When experiencing low-back pain, first seeking treatment from a chiropractor (DC) rather than a medical doctor (MD/DO) saves an average of 40 percent on healthcare costs. This is according to the study, “Cost of Care for Common Back Pain Conditions Initiated With Chiropractic Doctor vs. Medical Doctor/Doctor of Osteopathy as First Physician: Experience of One Tennessee-Based General Health Insurer,” which was published in the December 2010 issue of the Journal of Manipulative and Physiological Therapeutics. The two-year study featured data from 85,000 Blue Cross Blue Shield (BCBS) of Tennessee intermediate- and large-group beneficiaries who were fully insured. The insured beneficiaries included in the study had open access to MDs and DCs through self-referral with no visit limits and no differences in co-pays. The researchers estimated that allowing DC-initiated episodes of care would have led to an annual cost savings of $2.3 million for BCBS of Tennessee. The conclusion: When insurance companies restrict access to chiropractic care for low-back pain, they may inadvertently be paying more for care than if such restrictions were removed.

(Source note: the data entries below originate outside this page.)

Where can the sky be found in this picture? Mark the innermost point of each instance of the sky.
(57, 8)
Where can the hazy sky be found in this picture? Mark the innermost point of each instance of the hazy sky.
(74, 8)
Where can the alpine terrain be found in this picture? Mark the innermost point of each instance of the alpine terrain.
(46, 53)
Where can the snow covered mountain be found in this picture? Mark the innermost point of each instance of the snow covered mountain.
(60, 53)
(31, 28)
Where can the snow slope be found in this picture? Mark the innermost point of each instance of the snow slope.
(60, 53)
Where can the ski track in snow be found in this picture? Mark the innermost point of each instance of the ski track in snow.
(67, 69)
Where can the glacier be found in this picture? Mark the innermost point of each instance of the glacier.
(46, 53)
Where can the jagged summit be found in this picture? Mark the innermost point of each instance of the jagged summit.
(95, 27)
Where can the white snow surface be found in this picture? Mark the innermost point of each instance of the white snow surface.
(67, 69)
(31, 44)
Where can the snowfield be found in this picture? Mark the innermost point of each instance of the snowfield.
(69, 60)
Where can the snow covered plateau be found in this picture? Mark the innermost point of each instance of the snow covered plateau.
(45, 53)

Since up to 85 percent of Americans have back pain at some point in their lives, the impact is tremendous. Annual costs near $50 billion, making it one of the top 10 most costly conditions treated in the United States. And this does not account for the decrease in employee productivity.

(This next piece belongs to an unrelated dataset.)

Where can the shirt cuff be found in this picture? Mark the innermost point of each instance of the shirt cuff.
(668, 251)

Spinal Manipulation Scientific Evidence
Overall, studies have shown that spinal manipulation is very safe and can provide mild-to-moderate relief from low-back pain and appears to be as effective as conventional medical treatments. In the 2007 guidelines, the American College of Physicians and the American Pain Society include spinal manipulation as one of several treatment options for practitioners to consider when pain does not improve with self care.
Research is under way to determine whether the effects of spinal manipulation depend on the duration and frequency of treatment. Recent studies have found that spinal manipulation provides relief from low-back pain at least over the short term (i.e., up to 3 months) and that the pain-relieving effects may continue for up to 1 year. In one study funded by the National Center for Complementary and Alternative Medicine (NCCAM) that examined long-term effects in more than 600 people with low-back pain, it was found that chiropractic care involving spinal manipulation is at least as effective as conventional medical care for up to 18 months. However, it also states that less than 20 percent of participants in this study were pain free after 18 months, regardless of whether they chose medical or chiropractic treatment.
As healthcare costs and insurance premiums continue to spiral out of control, I think it becomes necessary for consumers to be given accurate information so they can make educated decisions. Although there are conditions that chiropractic cannot help, there are numerous well-researched conditions that chiropractic can help. Low-back pain is clearly one of them.
If you or someone you know is suffering from back pain and have not found the relief for which you are looking, please consider chiropractic care as a viable, cost-effective option.